In pratica, tutto quello che sostiene da sempre il Coni di Giovanni Malagò, in linea con i nuovi dettami del Comitato olimpico internazionale. La stessa idea di sostenibilità, in fondo, era alla base del progetto Roma2024, stoppato al fotofinish dall’amministrazione grillina della Capitale. Ora, però, l’orientamento politico sembra diverso. I Cinque Stelle, oggi al Governo, hanno deciso insieme alla Lega Nord di appoggiare la candidatura italiana per le Olimpiadi invernali del 2026. Ma un nodo resta e riguarda la città da proporre al Cio.

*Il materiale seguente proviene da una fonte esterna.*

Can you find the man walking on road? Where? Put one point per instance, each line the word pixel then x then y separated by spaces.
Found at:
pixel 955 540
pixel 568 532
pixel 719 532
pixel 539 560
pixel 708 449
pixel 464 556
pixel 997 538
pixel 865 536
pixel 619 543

Tra Cortina, Milano (e quindi la Valtellina) e Torino «nessuna preferenza», assicura Giorgetti. La palla passa ora al Coni, che per voce del presidente Giovanni Malagò rassicura: «Condivido in pieno quanto dichiarato da Giorgetti. Sarà ora cura e dovere del Coni preparare al meglio tutte le valutazioni sulla base di quanto espresso dal Governo. Martedì in giunta e consiglio nazionale affronteremo la questione e potremo avere le idee più chiare sul percorso da seguire». Dello stesso avviso il competitor Luca Zaia: «Il Governo ha preso una decisione corretta - dice il governatore del Veneto che corre per Cortina - assolutamente sottoscrivibile. È una cosa seria, ed è giusto che sia affrontata seriamente, con una valutazione corretta voce per voce». Il Governo si aspetta dunque una più ampia riflessione, che difficilmente si estinguerà martedì prossimo, data fissata per il consiglio nazionale. Saranno quattro giorni di riflessione al Foro Italico: «Il Coni deve scegliere, rispettando queste condizioni che poi noi valuteremo», insiste Giorgetti, dopo un Consiglio dei ministri che di fatto si è consumato quasi tutto nel “pre”, durato quasi un paio d’ore e in cui il tema Olimpiadi è stato sviscerato a fondo. Alla fine la scelta è più pilatesca che non “salomonica”, come invece aveva suggerito a fine Cdm il ministro dei Beni Culturali, Alberto Bonisoli. Lo scontro del resto è anche politico, tra i Cinque Stelle che tifano Torino e leghisti pro Milano o Cortina. Avrebbe allora un senso prendere tempo e poi lasciare che sia il Coni a decidere, ma poi il via libero finale spetta sempre al Governo: senza garanzie dell’Esecutivo, i Giochi non si fanno. Dovrà decidere il Coni, rispettando i paletti imposti da Palazzo Chigi, che è la «gamba» più importante di garanzia, quella economica. Nel frattempo, un altro avversario, Graz, si è ritirato anzitempo.

Da temere resta un bis con la Svezia (Stoccolma), rivincita dello spareggio mondiale di calcio. Ma il vero avversario potrebbe essere il «fuoco amico», su questo Malagò era stato buon profeta.